Les récentes déclarations sur l'avenir du tronçon Bordeaux-Toulouse, après l'inauguration de la branche Tours-Bordeaux de la ligne à grande vitesse, "avaient installé le sentiment que le dossier était fermé", a estimé Jean-Luc Moudenc, évoquant de récents propos du ministre Nicolas Hulot selon lesquels l'État et la SNCF n'ont "plus les moyens". La LGV mettrait Toulouse à 3h10 de Paris au lieu d'un minimum de 4h20 actuellement.
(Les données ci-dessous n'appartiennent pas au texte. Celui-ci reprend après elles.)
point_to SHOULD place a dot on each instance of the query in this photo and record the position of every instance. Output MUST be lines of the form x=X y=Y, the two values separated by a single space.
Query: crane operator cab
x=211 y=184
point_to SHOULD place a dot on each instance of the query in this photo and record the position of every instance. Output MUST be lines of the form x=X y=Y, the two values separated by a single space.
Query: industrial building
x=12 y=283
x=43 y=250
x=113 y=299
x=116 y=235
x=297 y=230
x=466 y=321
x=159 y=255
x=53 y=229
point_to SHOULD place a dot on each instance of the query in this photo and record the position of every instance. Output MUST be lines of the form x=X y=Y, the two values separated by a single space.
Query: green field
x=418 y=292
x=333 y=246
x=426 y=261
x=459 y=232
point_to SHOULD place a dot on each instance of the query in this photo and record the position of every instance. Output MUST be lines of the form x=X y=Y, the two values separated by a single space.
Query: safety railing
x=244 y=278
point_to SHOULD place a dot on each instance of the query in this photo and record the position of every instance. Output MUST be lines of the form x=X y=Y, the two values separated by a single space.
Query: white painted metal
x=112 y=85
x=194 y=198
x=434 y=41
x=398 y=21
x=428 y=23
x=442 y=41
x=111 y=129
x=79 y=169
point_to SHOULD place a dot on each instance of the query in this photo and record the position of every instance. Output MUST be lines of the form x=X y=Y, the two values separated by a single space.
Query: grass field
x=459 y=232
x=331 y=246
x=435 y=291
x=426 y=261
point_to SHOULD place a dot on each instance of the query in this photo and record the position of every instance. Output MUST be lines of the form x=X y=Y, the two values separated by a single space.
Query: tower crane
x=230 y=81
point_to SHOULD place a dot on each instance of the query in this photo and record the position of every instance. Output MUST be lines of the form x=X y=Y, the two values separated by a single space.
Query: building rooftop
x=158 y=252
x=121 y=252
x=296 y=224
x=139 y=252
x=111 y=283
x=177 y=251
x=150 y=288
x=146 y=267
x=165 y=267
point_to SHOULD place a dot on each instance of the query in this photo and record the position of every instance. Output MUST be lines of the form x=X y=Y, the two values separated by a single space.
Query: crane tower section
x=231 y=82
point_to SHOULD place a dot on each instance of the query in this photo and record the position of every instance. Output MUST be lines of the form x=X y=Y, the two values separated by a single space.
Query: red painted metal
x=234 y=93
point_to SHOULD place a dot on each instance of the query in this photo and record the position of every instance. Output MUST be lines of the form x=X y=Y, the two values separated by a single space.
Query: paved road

Le maire de la quatrième métropole de France a discuté du projet, le 5 septembre 2017, avec la ministre des Transports Elisabeth Borne, aux côtés de son homologue de Bordeaux Alain Juppé (LR) et des présidents de régions Occitanie et Nouvelle Aquitaine, Carole Delga (PS) et Alain Rousset (PS).
 
Prendre modèle sur le Grand Paris

Les élus ont présenté "des propositions nouvelles de financement sur le modèle du Grand Paris", en intégrant "les difficultés financières" de l'État, a-t-il ajouté. "Fruit de deux mois de travail entre nos quatre collectivités", le nouveau projet de financement passe en particulier selon lui par l'affectation à la LGV d'une part de la taxe régionale sur les bureaux et de la taxe intérieure de consommation sur les produits énergétiques (TICPE).
 
"Il faut transposer les solutions pour le projet du Grand Paris et qu'on les copie", a-t-il ajouté, soulignant qu'on avait fait à Paris 25 milliards d'investissements pour 10 millions d'habitants et ne jugeant en "rien scandaleux" d'en faire 10 milliards pour 12 millions d'habitants.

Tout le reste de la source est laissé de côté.